Rachel Reeves has delivered her inaugural budget speech to the House of Commons, featuring several anticipated announcements alongside unexpected developments. This article explores the implications for various groups highlighted in the chancellor’s statement.
High Earners
Income tax brackets will be reset in 2028 to align with inflation. Reeves indicated that prolonging the threshold freeze would “have hurt working people and taken more money out of their payslips.” The “stealth tax” implemented by the previous government in 2021 has already forced taxpayers to pay considerably more.
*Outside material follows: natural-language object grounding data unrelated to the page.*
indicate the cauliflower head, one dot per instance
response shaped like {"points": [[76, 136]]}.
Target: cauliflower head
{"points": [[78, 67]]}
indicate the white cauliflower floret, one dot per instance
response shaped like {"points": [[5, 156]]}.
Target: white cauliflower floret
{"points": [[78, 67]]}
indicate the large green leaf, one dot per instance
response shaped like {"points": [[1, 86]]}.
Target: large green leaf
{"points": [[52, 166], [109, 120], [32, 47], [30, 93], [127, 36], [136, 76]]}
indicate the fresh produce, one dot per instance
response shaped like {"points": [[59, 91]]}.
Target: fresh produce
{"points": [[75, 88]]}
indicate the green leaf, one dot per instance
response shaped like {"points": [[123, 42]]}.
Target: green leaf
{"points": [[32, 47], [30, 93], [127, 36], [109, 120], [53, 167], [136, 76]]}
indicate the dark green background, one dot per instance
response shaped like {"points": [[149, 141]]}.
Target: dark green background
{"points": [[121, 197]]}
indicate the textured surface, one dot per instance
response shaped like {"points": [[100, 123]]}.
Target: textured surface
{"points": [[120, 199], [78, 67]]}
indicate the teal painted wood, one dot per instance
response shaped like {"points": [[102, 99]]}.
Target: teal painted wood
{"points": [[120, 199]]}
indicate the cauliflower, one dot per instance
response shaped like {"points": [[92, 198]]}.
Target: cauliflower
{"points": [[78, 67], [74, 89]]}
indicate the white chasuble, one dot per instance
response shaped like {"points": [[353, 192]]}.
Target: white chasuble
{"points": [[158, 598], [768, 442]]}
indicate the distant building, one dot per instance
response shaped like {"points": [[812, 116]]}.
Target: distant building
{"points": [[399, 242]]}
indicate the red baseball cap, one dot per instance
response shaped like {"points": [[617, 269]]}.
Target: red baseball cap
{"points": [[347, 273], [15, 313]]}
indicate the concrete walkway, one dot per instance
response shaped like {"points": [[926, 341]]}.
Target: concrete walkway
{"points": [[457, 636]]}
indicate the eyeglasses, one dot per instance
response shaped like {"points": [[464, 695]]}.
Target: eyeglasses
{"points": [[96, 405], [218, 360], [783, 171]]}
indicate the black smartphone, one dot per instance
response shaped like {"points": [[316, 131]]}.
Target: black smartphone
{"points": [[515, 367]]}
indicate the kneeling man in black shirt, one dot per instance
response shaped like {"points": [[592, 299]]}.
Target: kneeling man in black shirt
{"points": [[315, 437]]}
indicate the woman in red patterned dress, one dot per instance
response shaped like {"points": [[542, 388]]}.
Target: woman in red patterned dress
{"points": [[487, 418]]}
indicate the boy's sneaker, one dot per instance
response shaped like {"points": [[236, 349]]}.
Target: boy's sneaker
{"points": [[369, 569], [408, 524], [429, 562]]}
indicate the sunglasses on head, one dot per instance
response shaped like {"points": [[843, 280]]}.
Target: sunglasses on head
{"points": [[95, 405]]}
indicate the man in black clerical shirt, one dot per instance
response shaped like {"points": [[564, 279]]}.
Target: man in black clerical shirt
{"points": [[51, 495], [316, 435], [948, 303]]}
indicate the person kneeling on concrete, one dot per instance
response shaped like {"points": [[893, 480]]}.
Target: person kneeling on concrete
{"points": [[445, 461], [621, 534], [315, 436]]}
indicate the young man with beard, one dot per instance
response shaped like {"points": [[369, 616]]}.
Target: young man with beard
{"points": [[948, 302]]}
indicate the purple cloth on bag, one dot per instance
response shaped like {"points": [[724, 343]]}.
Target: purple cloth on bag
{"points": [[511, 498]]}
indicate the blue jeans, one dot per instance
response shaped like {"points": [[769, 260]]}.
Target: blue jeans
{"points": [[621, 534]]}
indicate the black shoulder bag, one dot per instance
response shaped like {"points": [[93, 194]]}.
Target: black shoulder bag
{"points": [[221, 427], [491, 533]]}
With the current freeze, projections suggest that by the 2027-28 tax year, 14% of taxpayers (approximately 7.8 million) will be subject to the higher 40% income tax rate, a dramatic increase from 3.5% (around 1.7 million) in 1991-92.
This adjustment also positively affects over 8 million pensioners subject to income tax, with many relying heavily on their annual tax-free allowance of £12,570, which hasn’t been updated since 2021.
Low Earners
More than 3 million individuals in lower-paid roles will experience a 6.7% increase in wages starting in April. The national living wage for employees over 21 years old will rise from £11.44 to £12.21 per hour, representing an increase nearly four times higher than the inflation rate of 1.7% as of September.
Additionally, younger workers will see an even steeper wage boost, with the national minimum wage for those aged 18 to 20 going up by 16.3% from £8.60 to £10.00 per hour—the largest recorded hike. In contrast, workers aged 16 to 17 and apprentices will see an 18% increase in their minimum wage from £6.40 to £7.55 per hour.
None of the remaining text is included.